A associação entre calor e doença pode parecer natural, mas não é tão simples assim. "O problema é que mudanças no clima ocorrem ao longo de períodos muito longos, e isso torna difícil obter evidências das mudanças nos padrões da doença", diz Pascual.
"Nós comparamos a variabilidade da doença ano a ano e como ela se relaciona com a variabilidade ano a ano do índice de El Niño. Vimos que o elo entre a variabilidade da doença e a do clima se tonou mais evidente nas últimas duas décadas", afirma a pesquisadora. Ela interpreta esse fato como resultado de mudanças provocadas no El Niño pelo aquecimento do planeta. Desde os anos 50, a temperatura da superfície da Terra aumentou em média 0,6C.
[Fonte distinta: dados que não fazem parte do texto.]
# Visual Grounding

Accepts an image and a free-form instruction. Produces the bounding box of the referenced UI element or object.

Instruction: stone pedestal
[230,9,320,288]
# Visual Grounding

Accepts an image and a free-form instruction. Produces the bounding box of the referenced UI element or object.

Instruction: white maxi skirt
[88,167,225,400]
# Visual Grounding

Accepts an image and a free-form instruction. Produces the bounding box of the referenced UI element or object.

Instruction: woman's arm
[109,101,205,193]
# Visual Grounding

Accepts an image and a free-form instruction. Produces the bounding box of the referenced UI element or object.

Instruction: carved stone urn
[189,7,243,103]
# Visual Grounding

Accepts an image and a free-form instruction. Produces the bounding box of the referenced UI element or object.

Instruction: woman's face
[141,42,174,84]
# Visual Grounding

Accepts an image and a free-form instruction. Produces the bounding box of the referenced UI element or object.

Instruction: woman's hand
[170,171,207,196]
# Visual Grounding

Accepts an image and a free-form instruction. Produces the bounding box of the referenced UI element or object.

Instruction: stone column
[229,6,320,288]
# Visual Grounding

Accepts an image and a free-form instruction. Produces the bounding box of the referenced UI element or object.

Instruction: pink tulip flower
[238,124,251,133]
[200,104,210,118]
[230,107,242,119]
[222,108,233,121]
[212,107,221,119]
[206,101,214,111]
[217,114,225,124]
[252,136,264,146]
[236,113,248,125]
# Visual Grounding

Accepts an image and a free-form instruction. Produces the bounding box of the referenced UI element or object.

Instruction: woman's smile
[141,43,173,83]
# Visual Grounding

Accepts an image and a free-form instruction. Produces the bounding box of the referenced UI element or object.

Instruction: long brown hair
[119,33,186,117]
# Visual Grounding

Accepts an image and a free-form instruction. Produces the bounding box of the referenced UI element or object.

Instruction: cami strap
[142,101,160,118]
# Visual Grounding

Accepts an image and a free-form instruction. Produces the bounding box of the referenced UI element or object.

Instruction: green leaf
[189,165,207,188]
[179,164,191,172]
A pesquisa, publicada na última edição da revista científica americana "PNAS" (www.pnas.org), "representa a primeira evidência de que as tendências de aquecimento ao longo do último século estão afetando a doença humana", segundo comentou, na mesma revista, Jonathan Patz, da Universidade Johns Hopkins.
O aumento da temperatura do planeta, associado à maior variabilidade, tornam mais difícil controlar o cólera em um cenário de mudança climática, diz Patz. Mas, para ele, o estudo também tem seu lado otimista, ao melhorar a capacidade de previsão quanto ao risco da doença na região.